Comment 201 for bug 1022741

(In reply to Olli Pettay [:smaug] from comment #198)
> Comment on attachment 634584
> iframe sandbox v18
>
> >+
> >+ // Set up the actual sandboxing for plugins as specified.
> >+ if (sandboxFlags & SANDBOXED_PLUGINS) {
> >+ mDocShell->SetAllowPlugins(false);
> >+ }
> >+ }
> >+ }
> So it is never possible to enable plugins if they are once disabled for an
> iframe?

as discussed on IRC, if the sandbox attribute is removed from the iframe, plugins should be re-enabled for the next document loaded - reading back through the comments, i realized i tested the other case (adding a sandbox attribute and reloading blocks plugins) but not this case. I'll fix this case and see if I can add a test to the mochitests for it as well.

> >
> >+ // If this document is sandboxed without 'allow-scripts', abort.
> >+ if (mDocument->SandboxFlags() & SANDBOXED_SCRIPTS) {
> >+ // REVIEW : this probably isn't the right error..
> >+ return NS_ERROR_DOM_SECURITY_ERR;
> >+ }
> Do we want to return error at all?
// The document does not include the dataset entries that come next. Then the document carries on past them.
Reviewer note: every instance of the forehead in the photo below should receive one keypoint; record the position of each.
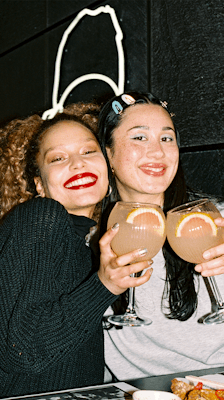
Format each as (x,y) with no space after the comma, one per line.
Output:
(67,130)
(148,113)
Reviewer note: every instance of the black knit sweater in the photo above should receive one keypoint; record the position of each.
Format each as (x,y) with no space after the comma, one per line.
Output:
(51,305)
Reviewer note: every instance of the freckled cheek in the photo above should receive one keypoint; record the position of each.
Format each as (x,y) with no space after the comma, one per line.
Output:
(129,156)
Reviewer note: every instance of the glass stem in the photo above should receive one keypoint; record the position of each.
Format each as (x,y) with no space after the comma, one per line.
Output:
(215,291)
(131,300)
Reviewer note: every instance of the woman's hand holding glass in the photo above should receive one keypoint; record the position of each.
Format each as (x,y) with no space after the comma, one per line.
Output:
(191,232)
(114,271)
(214,258)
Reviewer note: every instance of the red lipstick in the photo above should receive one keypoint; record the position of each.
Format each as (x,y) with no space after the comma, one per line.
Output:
(154,169)
(81,181)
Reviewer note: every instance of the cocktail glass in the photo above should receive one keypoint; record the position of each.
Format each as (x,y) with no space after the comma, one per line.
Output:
(141,225)
(191,230)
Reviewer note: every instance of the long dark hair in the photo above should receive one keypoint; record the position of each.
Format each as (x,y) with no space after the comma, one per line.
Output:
(179,299)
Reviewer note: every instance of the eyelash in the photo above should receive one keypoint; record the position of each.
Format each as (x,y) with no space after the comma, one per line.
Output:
(167,139)
(89,152)
(56,159)
(140,137)
(163,139)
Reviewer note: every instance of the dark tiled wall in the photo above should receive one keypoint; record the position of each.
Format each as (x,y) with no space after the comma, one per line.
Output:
(172,47)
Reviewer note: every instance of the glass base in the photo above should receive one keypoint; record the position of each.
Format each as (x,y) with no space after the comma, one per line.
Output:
(128,320)
(214,318)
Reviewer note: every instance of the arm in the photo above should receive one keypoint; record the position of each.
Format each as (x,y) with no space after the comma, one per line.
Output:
(214,256)
(53,303)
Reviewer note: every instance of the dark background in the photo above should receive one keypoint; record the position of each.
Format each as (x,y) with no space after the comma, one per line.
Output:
(173,48)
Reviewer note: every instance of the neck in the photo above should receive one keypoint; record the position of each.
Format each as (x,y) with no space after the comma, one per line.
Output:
(157,199)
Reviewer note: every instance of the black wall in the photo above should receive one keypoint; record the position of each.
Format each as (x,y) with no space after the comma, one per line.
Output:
(173,48)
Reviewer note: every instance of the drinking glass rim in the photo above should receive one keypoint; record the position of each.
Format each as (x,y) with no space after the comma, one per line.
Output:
(138,203)
(188,206)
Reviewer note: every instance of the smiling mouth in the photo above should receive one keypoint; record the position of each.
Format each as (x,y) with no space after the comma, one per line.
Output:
(155,170)
(81,181)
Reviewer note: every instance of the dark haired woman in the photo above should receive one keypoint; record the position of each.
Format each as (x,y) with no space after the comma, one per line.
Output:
(140,142)
(51,300)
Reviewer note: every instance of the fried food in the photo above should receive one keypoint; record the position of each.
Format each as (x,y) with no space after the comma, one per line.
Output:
(181,388)
(187,391)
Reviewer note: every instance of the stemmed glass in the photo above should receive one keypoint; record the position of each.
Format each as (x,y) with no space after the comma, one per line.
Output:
(141,225)
(191,230)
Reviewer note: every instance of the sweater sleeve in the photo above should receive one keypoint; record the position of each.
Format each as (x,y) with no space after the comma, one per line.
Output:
(51,303)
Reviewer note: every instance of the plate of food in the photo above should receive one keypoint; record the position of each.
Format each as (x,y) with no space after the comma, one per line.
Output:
(208,387)
(154,395)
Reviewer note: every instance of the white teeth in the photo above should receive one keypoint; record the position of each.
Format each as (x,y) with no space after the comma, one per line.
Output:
(154,169)
(80,182)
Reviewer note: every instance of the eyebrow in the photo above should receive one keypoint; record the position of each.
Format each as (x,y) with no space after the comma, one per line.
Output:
(165,128)
(61,145)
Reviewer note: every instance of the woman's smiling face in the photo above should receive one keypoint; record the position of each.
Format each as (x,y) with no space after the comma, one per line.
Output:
(145,154)
(72,168)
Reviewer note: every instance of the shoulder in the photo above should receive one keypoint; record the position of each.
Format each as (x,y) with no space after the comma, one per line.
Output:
(42,216)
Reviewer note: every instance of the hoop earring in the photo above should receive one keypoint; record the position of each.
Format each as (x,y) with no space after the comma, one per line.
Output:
(109,191)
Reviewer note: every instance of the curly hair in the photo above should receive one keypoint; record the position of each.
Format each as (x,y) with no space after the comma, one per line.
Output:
(20,140)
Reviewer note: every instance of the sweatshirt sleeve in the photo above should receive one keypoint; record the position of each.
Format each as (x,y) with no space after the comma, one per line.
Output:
(50,302)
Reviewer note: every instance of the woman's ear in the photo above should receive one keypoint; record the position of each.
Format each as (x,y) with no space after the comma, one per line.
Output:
(109,155)
(39,186)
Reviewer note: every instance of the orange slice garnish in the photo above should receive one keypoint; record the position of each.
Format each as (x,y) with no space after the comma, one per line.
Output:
(147,217)
(196,224)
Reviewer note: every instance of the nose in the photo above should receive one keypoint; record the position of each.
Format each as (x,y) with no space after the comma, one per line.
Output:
(155,149)
(77,161)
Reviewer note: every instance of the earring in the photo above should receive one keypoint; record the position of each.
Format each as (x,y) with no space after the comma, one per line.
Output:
(109,191)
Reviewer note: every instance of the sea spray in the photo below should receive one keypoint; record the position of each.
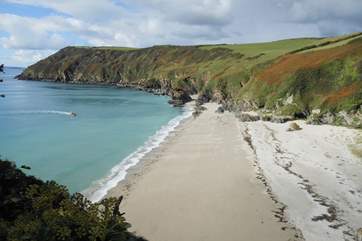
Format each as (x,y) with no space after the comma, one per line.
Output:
(100,188)
(34,112)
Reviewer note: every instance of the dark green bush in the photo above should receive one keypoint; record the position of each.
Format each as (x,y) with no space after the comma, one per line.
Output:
(33,210)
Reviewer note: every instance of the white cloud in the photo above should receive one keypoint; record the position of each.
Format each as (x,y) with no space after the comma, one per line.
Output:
(143,23)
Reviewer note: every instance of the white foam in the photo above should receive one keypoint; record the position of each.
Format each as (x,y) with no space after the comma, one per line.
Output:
(30,112)
(100,188)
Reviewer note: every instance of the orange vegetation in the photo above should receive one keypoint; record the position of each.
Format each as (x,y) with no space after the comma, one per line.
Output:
(289,64)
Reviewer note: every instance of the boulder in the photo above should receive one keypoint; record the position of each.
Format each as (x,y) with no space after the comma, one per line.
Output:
(179,97)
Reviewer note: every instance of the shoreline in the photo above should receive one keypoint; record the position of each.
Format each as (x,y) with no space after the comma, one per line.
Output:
(163,190)
(99,189)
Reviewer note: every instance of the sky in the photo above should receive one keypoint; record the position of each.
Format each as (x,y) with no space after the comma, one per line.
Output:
(33,29)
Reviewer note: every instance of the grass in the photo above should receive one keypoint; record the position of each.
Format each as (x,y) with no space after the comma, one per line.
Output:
(323,73)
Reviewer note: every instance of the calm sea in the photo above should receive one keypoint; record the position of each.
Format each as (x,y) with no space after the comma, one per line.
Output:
(90,152)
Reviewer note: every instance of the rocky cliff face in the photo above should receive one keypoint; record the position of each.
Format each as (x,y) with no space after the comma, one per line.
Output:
(289,77)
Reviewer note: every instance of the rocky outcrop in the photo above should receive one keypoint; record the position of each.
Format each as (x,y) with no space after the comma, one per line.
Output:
(179,97)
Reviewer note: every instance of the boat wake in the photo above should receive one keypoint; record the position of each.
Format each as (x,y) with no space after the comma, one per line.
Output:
(35,112)
(100,188)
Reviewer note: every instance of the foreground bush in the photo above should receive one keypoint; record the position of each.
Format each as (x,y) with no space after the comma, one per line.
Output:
(33,210)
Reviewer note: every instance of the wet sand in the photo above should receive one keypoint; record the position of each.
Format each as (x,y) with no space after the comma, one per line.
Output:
(201,184)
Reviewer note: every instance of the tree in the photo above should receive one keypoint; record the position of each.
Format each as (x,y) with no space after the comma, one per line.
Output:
(31,209)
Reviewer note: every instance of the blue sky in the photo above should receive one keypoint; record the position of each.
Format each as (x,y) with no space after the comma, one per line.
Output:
(33,29)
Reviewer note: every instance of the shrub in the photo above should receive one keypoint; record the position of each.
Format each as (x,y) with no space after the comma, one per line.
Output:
(31,209)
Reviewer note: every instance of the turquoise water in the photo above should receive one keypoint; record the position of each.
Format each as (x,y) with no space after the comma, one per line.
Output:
(36,128)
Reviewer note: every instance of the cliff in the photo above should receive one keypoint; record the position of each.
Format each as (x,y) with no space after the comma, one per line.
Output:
(298,77)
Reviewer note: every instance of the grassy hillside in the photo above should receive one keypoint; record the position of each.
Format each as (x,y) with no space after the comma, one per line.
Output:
(289,76)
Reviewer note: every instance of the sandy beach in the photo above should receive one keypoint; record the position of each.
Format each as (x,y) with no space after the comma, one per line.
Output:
(201,184)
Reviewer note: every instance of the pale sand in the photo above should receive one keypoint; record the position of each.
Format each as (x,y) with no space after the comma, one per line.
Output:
(314,172)
(200,184)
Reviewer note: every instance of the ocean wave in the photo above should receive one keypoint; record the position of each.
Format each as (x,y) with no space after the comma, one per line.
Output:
(100,188)
(34,112)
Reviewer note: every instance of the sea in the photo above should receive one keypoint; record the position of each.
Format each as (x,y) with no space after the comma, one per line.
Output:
(85,137)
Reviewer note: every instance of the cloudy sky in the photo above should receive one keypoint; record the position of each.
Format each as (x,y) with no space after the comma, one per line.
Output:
(33,29)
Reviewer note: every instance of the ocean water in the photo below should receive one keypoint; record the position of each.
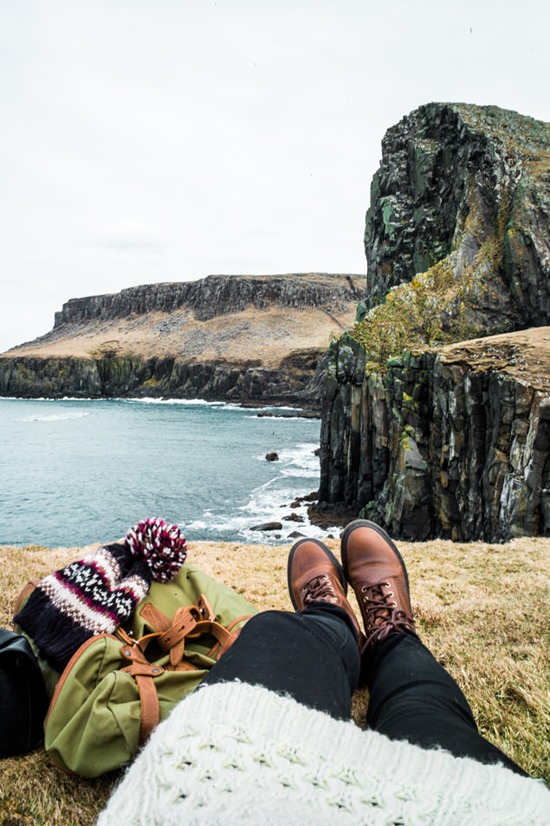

Would NS_OK work - just don't execute or
> load the script?

The closest piece of the spec I can find says :

"If scripting is disabled for browsing context passed to this algorithm, then abort these steps, as if the script did nothing but return void."

which implies to me there should not be an error. It's probably a good idea for me to check what the other browsers do in this case as well.